Cependant, ce pacte n’est pas exempt de critique, notamment parce que ce dernier a beaucoup de l’effet d’annonce :
Premièrement, le pacte s’appuie sur des mesures qui ont déjà été annoncées ou qui sont déjà en cours de réalisation. Il s’agit plus particulièrement de tous les développements liés à une amplification des énergies renouvelables, tout comme sur la transition énergique en matière de transport, de l’organisation de filières autour de la voiture électrique, le déploiement de la domotique. Le pacte est dès lors avant tout un marqueur politique pour la nouvelle Commission, l’élaboration de nouvelles mesures attendra notamment dans le secteur agricole. Plus largement, le pacte est dépendant de l’initiative d’autres acteurs, principalement les États et les entreprises.
Deuxièmement, le pacte place l’environnement au cœur des politiques européennes, mais la politique européenne de l’environnement est déjà une politique transversale au regard de l’article 11 TFUE qui précise que « les exigences de la protection de l’environnement doivent être intégrées dans la définition et la mise en œuvre des politiques et actions de l’Union, en particulier afin de promouvoir le développement durable ». Sans doute le respect de cet article est-il décevant, mais l’obligation existe déjà.

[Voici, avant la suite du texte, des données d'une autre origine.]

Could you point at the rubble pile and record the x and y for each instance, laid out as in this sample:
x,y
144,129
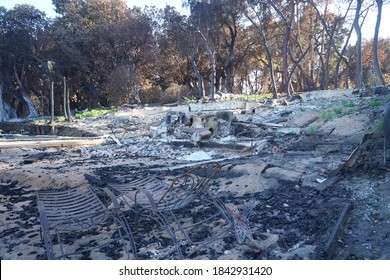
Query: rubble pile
x,y
310,169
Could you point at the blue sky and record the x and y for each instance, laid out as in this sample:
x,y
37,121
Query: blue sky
x,y
47,7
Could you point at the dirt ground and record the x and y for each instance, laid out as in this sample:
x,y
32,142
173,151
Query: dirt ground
x,y
316,175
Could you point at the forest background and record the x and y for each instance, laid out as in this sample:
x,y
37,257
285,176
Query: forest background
x,y
104,53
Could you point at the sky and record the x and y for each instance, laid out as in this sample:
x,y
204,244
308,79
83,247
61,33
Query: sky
x,y
367,31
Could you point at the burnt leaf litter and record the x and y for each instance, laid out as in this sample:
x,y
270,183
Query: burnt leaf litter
x,y
347,219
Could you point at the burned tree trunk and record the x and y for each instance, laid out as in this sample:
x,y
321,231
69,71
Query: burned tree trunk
x,y
359,74
377,68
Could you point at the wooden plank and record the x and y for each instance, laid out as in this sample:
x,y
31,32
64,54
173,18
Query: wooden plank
x,y
330,243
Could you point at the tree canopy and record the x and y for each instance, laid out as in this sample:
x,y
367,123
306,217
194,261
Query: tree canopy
x,y
110,54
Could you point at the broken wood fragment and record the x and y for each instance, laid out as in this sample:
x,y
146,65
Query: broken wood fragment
x,y
36,157
330,243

Troisièmement, le pacte repose sur l’importance de la somme consacrée, 1 000 milliards d’euros. Cette somme est en réalité très virtuelle pour l’instant et sans doute pour l’avenir. En effet, le contenu de la présentation faite le 14 janvier devant le Parlement européen permet de considérer que l’Union européenne va abonder dans un premier temps et réellement à hauteur 52, 5 milliards d’euros, dont 7, 5 milliards d’euros au travers d’un fonds structurel dédié. Le montant des fonds structurels pour la période 2014-2020 était de 451 milliards d’euros, ce qui conduit à relativiser la somme. Les autres financements sont la participation des États en cofinancement pour prétendre au 7, 5 milliards d’euros à la condition que la région éligible, les prêts au secteur public par la Banque européenne d’investissement et enfin la création d’un dispositif InvestUE, dont la dotation envisagée est de 45 milliards, mais à la condition qu’il y ait un cofinancement des opérateurs privés.

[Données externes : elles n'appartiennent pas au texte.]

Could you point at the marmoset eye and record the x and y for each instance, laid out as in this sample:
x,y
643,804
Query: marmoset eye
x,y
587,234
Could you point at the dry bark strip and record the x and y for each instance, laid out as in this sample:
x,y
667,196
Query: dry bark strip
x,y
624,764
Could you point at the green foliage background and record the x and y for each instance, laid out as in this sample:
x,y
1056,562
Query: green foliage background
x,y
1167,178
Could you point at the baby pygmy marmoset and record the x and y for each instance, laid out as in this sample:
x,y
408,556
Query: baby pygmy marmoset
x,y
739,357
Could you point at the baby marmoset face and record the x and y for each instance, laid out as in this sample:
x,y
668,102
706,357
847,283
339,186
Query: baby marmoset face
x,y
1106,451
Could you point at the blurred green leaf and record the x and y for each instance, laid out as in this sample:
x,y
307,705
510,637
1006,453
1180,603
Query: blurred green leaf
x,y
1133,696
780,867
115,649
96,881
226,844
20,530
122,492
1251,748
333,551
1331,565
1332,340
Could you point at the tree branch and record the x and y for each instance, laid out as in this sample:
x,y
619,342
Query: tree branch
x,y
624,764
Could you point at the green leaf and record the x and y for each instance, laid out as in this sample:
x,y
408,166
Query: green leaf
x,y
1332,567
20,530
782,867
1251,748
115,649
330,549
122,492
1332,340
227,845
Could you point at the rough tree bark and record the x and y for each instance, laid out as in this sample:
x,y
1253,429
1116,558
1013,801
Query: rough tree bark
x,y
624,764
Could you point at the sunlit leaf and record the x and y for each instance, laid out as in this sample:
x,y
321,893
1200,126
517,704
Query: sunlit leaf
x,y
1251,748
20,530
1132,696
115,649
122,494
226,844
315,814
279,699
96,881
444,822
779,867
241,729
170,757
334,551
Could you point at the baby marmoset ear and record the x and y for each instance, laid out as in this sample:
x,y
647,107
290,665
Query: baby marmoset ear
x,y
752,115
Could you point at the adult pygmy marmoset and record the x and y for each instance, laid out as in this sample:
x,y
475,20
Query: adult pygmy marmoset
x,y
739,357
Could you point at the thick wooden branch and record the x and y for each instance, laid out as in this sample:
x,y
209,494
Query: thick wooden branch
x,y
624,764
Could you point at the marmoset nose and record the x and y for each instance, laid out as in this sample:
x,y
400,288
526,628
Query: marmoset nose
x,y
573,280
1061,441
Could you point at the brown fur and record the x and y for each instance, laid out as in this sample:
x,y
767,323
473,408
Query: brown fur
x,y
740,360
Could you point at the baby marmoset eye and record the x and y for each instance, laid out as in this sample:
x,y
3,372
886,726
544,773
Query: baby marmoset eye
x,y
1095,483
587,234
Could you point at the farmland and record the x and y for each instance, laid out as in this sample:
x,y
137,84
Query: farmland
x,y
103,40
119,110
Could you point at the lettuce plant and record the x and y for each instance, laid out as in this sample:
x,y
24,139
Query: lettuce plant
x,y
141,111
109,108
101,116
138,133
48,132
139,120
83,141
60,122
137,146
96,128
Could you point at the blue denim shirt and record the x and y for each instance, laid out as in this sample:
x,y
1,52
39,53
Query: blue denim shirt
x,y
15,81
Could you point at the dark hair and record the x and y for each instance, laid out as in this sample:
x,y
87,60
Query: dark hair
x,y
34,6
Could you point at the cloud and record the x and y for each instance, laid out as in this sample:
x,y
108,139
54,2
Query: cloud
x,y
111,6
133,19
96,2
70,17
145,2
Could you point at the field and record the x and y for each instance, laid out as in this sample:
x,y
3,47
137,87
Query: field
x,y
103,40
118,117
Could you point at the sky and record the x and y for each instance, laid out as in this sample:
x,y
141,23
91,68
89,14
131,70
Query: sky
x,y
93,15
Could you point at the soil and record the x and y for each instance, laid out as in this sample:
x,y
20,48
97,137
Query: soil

Ainsi, si la prise de conscience est réelle au niveau européen avec la mise en œuvre de politiques volontaristes, dont celle de l’énergie, dont le bilan mérite d’être souligné, la réalisation de l’ambition souffre d’une vraie difficulté : une réorientation des budgets et la capacité à faire des choix économiques de rupture, d’autant plus quand le coût des catastrophes naturelles est aujourd’hui évalué à l’échelon mondial autour 126 milliards par an au cours des vingt dernières années par les Nations-Unies, confirmant les chiffres des assureurs, coût qui ne cesse de croître.
Nous en sommes encore à préférer réparer que prévenir.